Its been a fair while since I’ve posted on the blog. Things have come up! Unexpectedly, I’ve been preaching more. So much has come up inside of me because of this process but mostly its been an eye-opening to see the astonishing amount of energy and focus that such a thing requires. And I’ve loved it.
Here are links to two sermons on Ephesians if anyone is interested.
Dwelling within these Ephesians words, for me, has everything to do with what we do at church. As we’ve asked questions on the nature of church within my own community, these words held open a door into a transforming way to enter community for me. If they hold a door open for you as well, bonus!
This little church I’ve found a home in is changing. As things tend to do. Leadership changes, name changes, identity changes rock communities and it takes a lot of maturity and letting go and listening to others to weather them. And it takes a choice to start to see community for what it is and what it is not. It is a group of humans, trying to live together. It is not a product for consumers to pay for. It is imperfect, because humans are imperfect. It is a visible expression of the presence of Jesus. It is diverse because the WHOLE of WHO God is is diverse. It is not a group of friends and people who all think the same (although it can have elements of that within it, of course) but if that is what you are aiming for, you will never grow into something whole. Something nice maybe–for the people who fit–but not whole. It is hard work to build cohesion through difference. Especially in a culture that idolizes ideology and “the latest, best idea!!!” over a recognition of each other’s messy, changing humanity. It will require a whole lot of listening and a whole lot of putting your own voice aside for awhile to let another’s come through. That’s painful sometimes. It takes a lot of time.
Church is an ongoing discovery, ongoing treasure. Growth is not measurable by numbers in church but in the movement towards health and wholeness of its parts. Health and wholeness of individuals, of relationships, of persons and a mysteriously present God. And it requires each person to contribute. When we strip away the bells and whistles, church community, for it to represent the Person of Christ and for it to feed its own sheep, must require each of us contribute. Leadership does not sustain community – it stewards it, but if there is someone waiting for community to be given to them, they will not experience it. Community always is sustained from an inner movement from in to out, not something from outside shaping in. We have bought a lie that we go to church to be given to. We go to church because we ARE. We ARE, by God capturing our hearts, a person who lives out a piece of God’s body in this world. We go to church to bring who we are. BEING is the essential truth of church as BEING is the essential truth about a God who says things like “I AM.”

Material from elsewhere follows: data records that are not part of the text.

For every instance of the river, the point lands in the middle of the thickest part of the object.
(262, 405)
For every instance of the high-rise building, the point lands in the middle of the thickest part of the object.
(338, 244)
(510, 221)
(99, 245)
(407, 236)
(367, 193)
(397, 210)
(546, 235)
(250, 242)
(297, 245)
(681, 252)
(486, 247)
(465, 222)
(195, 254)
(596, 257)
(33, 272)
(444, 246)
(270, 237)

And there will be times for rest, receiving and times for action and contributing. Like in a family there are times when members of that family are to be cared for, provided for, fed – but they do not exist to be fed by others and others don’t exist to feed them. They all exist to BE and to contribute their BEING. There are times for self care, and boundaries are necessary to any body. But the goal is always the WHOLE BEING, not the triumph of one part at the expense of the others.
There will not be church where there are programs for consuming and customers for appeasing. It might bring numbers, and I’d even say that it WILL bring numbers, but it will not bring church. It will not bloom into the living presence of the living Christ.
Community has way more to do with HOW than with WHAT. HOW do we do life together as opposed to WHAT we stand for as a group is what will bring transformation to groups, transformation that might actually stand up for something in the end, something like a whole humanity.
And not every community is the end for every person. There are times to move on, times to stay. Usually depending on where one is in their own cycle of healing and maturing, which is good and necessary and unavoidable.
Community is at once way smaller than we thought, way more ordinary than we thought and also way huger than we can imagine with a truth to it that will blow our minds with its pervasiveness, its comprehensiveness, its wholeness and witness to the work of God in the reconciling of this earth. It is at once all that even while it is simply eating together and constantly adding more chairs to the table.
This little church. A gift in the laundry pile of real life. A bunch of normal people with normal issues that are at once life-altering and tedious. There is nothing magical about a church community. But in so much as there is an intersection of our deepest, transcendent, best hopes with real, dirty, actual life, there is a power. A power that comes as a gift into that intentional space. A power given to us to know love and keep after it even when it defies measuring. A treasure in jars of clay indeed. We’ve been sitting with words around community in this summer season and will continue to do so.
If you want to join in examining, contemplating, sitting with community, you are so welcome. I will post quotes on community for reflection over the summer, ideas and experiences that challenge me and make me move. And hopefully you have a real live place and real live people that you can put these words into action within. And if you are looking, you are always, ALWAYS welcome on The Road.